In West Virginia, the legislature is considering a bill calling for an “excess acreage tax” on companies with large holdings. And if a pending court case there — the Pauley case - is successful, the effect will be the revamping of the property tax structure to provide greater revenues for schools.

It is in Kentucky, though, where the coal companies pay the least, that action is needed the most. And the land study has helped to crystallize a campaign for action. The Martin Countian, a weekly paper in the county singled out as possibly the most serious victim of undertaxation of big landowners (see page 40), serialized the land study in its pages. Here, one of its reporters describes what has happened since the study was published.

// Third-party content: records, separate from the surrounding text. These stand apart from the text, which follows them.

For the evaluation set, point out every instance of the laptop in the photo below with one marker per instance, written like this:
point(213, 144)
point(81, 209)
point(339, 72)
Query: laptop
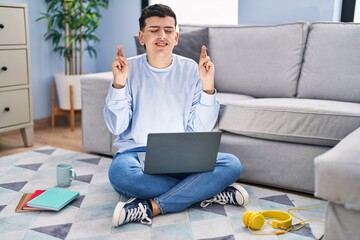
point(181, 152)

Martin County is Kentucky’s second largest coal producer, yet its county government is desperately poor. Now, though, some residents calling themselves the Concerned Citizens of Martin County (CCMC) have launched an “awareness campaign” to alert their neighbors to the fact that the big absentee-owned corporations are not pulling their weight. And their educational workshops on taxation, small group meetings and articles in the Martin Countian have already put enough pressure on the tax assessor and local board of assessment appeals to quadruple the tax bill sent to Pocahontas-Kentucky Corporation, the company that owns one-third of the surface and more than half the minerals in the county. (The assessment is under appeal at the state level, but the CCMC is watching closely.)

By focusing attention on a provision in the state constitution that requires all real property to be assessed at its fair cash value, CCMC has also forced increases in the assessments on other large land holdings. The group follows judicial actions and has occasionally filed briefs as a “friend of the court,” the idea being that major court decisions affecting local conditions should reflect local situations. And CCMC is now planning a lawsuit charging that land companies and coal corporations are illegally claiming agricultural exemptions for land that isn’t agricultural.

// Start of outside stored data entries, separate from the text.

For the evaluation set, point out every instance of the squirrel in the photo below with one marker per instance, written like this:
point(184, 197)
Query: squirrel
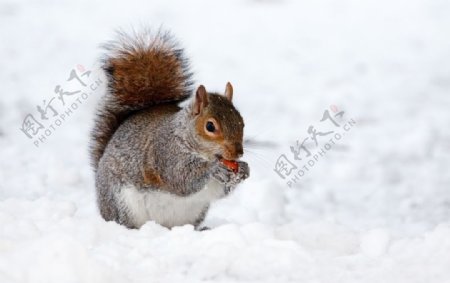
point(156, 158)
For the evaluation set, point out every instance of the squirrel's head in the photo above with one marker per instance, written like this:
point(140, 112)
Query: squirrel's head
point(218, 125)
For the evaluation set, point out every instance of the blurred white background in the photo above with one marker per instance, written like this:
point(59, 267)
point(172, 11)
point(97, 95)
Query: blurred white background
point(375, 208)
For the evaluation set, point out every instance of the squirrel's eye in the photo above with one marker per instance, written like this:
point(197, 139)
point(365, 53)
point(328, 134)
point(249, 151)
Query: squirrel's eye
point(210, 127)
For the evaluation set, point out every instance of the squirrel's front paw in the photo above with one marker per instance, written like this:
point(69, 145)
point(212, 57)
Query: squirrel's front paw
point(229, 178)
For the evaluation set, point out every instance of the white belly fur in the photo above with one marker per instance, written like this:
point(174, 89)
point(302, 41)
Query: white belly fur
point(165, 208)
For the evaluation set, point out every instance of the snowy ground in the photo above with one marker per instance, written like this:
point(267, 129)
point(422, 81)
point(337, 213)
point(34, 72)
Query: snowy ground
point(375, 208)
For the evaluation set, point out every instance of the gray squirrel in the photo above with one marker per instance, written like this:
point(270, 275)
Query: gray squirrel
point(155, 160)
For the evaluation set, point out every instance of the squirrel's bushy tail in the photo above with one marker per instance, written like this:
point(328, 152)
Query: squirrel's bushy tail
point(143, 69)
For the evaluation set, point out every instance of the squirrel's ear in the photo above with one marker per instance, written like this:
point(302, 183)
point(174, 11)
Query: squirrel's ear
point(201, 100)
point(229, 92)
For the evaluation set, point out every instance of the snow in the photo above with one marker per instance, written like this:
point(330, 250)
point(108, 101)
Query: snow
point(374, 208)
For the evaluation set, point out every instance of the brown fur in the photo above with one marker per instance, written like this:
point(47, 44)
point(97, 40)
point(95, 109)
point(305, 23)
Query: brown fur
point(231, 126)
point(143, 70)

The recent reassessments have increased the tax base and helped alleviate the county’s financial problems, but still more revenue is vital — the county has no hospital, no sewage system, no legal landfill, an inadequate water system, bad roads and old run down school buildings. The CCMC has found that state laws and regulations are standing in the way of meaningful tax reform, so they joined forces recently with people in seven other eastern Kentucky counties, and the Kentucky Fain Tax Coalition was born. By way of workshops, mass mailings, newspaper articles and so forth, the new coalition is gearing up to put tax inequities on the agenda of the 1982 session of the Kentucky legislature. The goals are to maximize local control of the taxation process, explore different kinds of mineral taxation (the severance tax, for example), be the people’s watchdog over the state revenue department and generally resolve the systematic problems that lie at the state level. At the same time the coalition encourages local groups to apply the pressure needed to get new, fair assessments within their own counties and to oversee local revenues until every landowner is paying a fair share.